Generative Modelling of Structurally Constrained Graphs
Manuel Madeira, Clement Vignac, Dorina Thanou, Pascal Frossard
TL;DR
ConStruct addresses the challenge of generating graphs that satisfy hard, domain-specific structural constraints by introducing a constrained graph discrete diffusion framework. It combines an edge-absorbing forward noise model with a property-preserving projector to ensure that both forward and reverse diffusion steps stay within a constrained graph class defined by edge-deletion invariants (e.g., planarity, acyclicity). The method demonstrates strong performance across synthetic datasets and digital pathology graphs, achieving near-perfect constraint validity and substantial gains in data plausibility (e.g., up to 71.1 percentage points in TLS-bearing cell graphs). Efficiency improvements via an edge-blocking hash table and incremental constraint checks keep sampling overhead modest, making constrained diffusion practical for real-world applications such as biomedical graph data augmentation and molecular design.
Abstract
Graph diffusion models have emerged as state-of-the-art techniques in graph generation; yet, integrating domain knowledge into these models remains challenging.

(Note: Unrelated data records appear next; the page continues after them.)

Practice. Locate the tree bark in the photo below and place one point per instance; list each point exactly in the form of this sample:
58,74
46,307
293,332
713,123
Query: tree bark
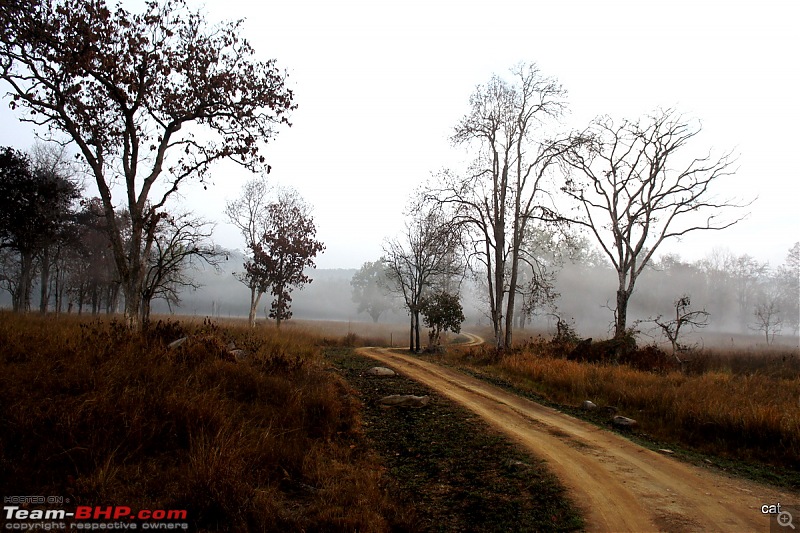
44,293
623,296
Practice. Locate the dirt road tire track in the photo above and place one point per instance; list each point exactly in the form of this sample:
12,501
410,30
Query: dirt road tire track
619,485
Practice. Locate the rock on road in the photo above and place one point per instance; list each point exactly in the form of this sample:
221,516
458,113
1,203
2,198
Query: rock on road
619,485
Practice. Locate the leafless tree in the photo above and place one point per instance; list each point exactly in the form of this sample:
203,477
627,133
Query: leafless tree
424,260
768,319
684,318
150,99
182,243
787,278
249,214
503,192
633,191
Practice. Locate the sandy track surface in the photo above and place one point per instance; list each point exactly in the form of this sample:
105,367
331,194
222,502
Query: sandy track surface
619,485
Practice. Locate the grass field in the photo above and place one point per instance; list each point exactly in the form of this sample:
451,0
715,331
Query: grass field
100,416
282,440
740,403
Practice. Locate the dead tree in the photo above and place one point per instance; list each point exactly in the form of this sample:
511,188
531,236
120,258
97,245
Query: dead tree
633,189
684,318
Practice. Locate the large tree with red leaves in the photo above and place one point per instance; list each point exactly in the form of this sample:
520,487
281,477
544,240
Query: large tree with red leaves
149,99
287,247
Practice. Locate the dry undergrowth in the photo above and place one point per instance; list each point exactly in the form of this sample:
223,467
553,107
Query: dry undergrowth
743,405
105,417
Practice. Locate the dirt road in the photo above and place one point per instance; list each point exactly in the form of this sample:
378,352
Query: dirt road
619,485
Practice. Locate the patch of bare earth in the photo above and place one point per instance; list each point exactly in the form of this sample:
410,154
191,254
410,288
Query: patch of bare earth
619,485
451,470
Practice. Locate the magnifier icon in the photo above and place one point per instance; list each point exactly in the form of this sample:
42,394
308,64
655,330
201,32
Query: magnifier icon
784,519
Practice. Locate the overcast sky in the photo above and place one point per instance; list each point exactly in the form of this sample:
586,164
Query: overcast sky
381,84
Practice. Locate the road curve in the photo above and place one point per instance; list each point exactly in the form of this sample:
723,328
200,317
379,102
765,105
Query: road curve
619,485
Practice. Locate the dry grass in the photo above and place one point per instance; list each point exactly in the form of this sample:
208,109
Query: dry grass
104,417
741,404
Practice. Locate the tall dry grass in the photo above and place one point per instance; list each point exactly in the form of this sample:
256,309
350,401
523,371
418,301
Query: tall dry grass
106,417
739,405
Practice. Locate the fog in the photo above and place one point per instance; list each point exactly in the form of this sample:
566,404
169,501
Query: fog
586,296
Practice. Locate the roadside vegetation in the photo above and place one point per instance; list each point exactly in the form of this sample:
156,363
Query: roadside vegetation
739,405
103,416
287,438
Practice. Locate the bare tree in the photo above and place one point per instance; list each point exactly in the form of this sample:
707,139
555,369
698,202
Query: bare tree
504,190
284,252
424,260
370,289
633,192
787,278
768,319
684,318
36,207
149,98
182,243
249,214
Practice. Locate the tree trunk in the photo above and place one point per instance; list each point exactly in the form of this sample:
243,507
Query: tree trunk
145,310
22,299
255,296
132,289
622,313
416,331
411,332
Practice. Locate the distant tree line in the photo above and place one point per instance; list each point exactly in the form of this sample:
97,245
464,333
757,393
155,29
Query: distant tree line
511,213
52,236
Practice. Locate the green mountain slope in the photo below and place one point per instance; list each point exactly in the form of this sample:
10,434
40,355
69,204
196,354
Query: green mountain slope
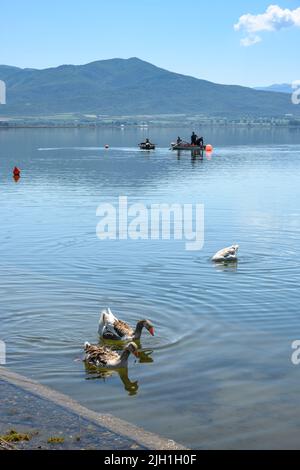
132,86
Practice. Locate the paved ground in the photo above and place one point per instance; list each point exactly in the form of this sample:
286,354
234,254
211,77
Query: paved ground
43,414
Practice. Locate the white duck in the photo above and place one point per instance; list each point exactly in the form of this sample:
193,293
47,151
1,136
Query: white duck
113,329
102,356
227,254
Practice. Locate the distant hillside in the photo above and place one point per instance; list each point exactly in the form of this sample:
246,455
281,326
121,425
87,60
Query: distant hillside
283,88
128,87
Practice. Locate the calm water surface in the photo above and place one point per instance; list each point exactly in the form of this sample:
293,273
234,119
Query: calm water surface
220,372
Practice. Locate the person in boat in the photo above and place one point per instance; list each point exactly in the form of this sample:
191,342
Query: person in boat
194,139
200,142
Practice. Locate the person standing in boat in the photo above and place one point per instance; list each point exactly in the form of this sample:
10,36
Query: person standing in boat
194,138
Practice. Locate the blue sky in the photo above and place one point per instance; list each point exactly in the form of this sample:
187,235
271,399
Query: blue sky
186,36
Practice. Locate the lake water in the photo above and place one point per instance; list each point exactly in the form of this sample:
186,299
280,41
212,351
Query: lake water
218,373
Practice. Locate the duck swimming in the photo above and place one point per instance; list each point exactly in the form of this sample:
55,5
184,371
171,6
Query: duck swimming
102,356
113,329
227,254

Domain knowledge is particularly important in real-world scenarios, where invalid generated graphs hinder deployment in practical applications. Unconstrained and conditioned graph diffusion models fail to guarantee such domain-specific structural properties. We present ConStruct, a novel framework that enables graph diffusion models to incorporate hard constraints on specific properties, such as planarity or acyclicity. Our approach ensures that the sampled graphs remain within the domain of graphs that satisfy the specified property throughout the entire trajectory in both the forward and reverse processes. This is achieved by introducing an edge-absorbing noise model and a new projector operator. ConStruct demonstrates versatility across several structural and edge-deletion invariant constraints and achieves state-of-the-art performance for both synthetic benchmarks and attributed real-world datasets. For example, by incorporating planarity constraints in digital pathology graph datasets, the proposed method outperforms existing baselines, improving data validity by up to 71.1 percentage points.